Ocean Vuong is the author of the novel On Earth We're Briefly Gorgeous (Penguin, 2019) and a collection of poetry, Night Sky with Exit Wounds (Copper Canyon Press, 2016). Night Sky with Exit Wounds was a New York Times Top 10 Book of 2016 and winner of the T.S. Eliot Prize, the Thom Gunn Award, and the Forward Prize for Best First Collection. Vuong’s honors include a 2014 Ruth Lilly and Dorothy Sargent Rosenberg Fellowship from the Poetry Foundation, a 2016 Whiting Award in Poetry, a Pushcart Prize, and fellowships from the Lannan Foundation, the Civitella Ranieri Foundation, The Elizabeth George Foundation, and The Academy of American Poets. Vuong's writings have been featured in The AtlanticHarper'sThe NationNew RepublicThe New YorkerThe New York TimesThe Village Voice, and American Poetry Review, which awarded him the Stanley Kunitz Prize for Younger Poets. Born in Saigon, Vietnam, he lives in Northampton, Massachusetts, where he serves as an Assistant Professor in the MFA Program for Poets and Writers at Umass-Amherst.

Photo Credit:
Willy Somma
Reviews & Praise

"[A] masterpiece that captures, with elegance, the raw sorrows and joys of human existence." ―Buzzfeed Books [on Night Sky With Exit Wounds]

"Vuong's powerful voice explores passion, violence, history, identity―all with a tremendous humanity." ―Slate [on Night Sky With Exit Wounds]

"A haunting and fearless debut." ―Publishers Weekly [on Night Sky With Exit Wounds]
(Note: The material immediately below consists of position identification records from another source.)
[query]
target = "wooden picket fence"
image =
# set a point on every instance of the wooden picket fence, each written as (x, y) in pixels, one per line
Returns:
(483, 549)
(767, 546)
"What a treasure [Ocean Vuong] is to us. What a perfume he's crushed and rendered of his heart and soul. What a gift this book is.” ―Li-Young Lee [on Night Sky With Exit Wounds]

From the Selection Committee

What a pleasure to behold how Ocean Vuong writes with such attention to the inside of our ears, the aural island. This original, sprightly wordsmith of tumbling pulsing phrases pushes poetry to a new level. His collection, Night Sky With Exit Wounds, forms an autobiography of sorts, tracing relationships with fathers, mothers, and lovers, and with a country that Vuong left when he was a young boy. The imagery in his work is often shimmeringly beautiful, but it’s cut through by intimations of violence and its after effects. The collection is a stunning introduction to a young poet who writes with both assurance and vulnerability. Visceral, tender and lyrical, fleet and agile, these poems unflinchingly face the legacies of violence and cultural displacement but they also assume a position of wonder before the world.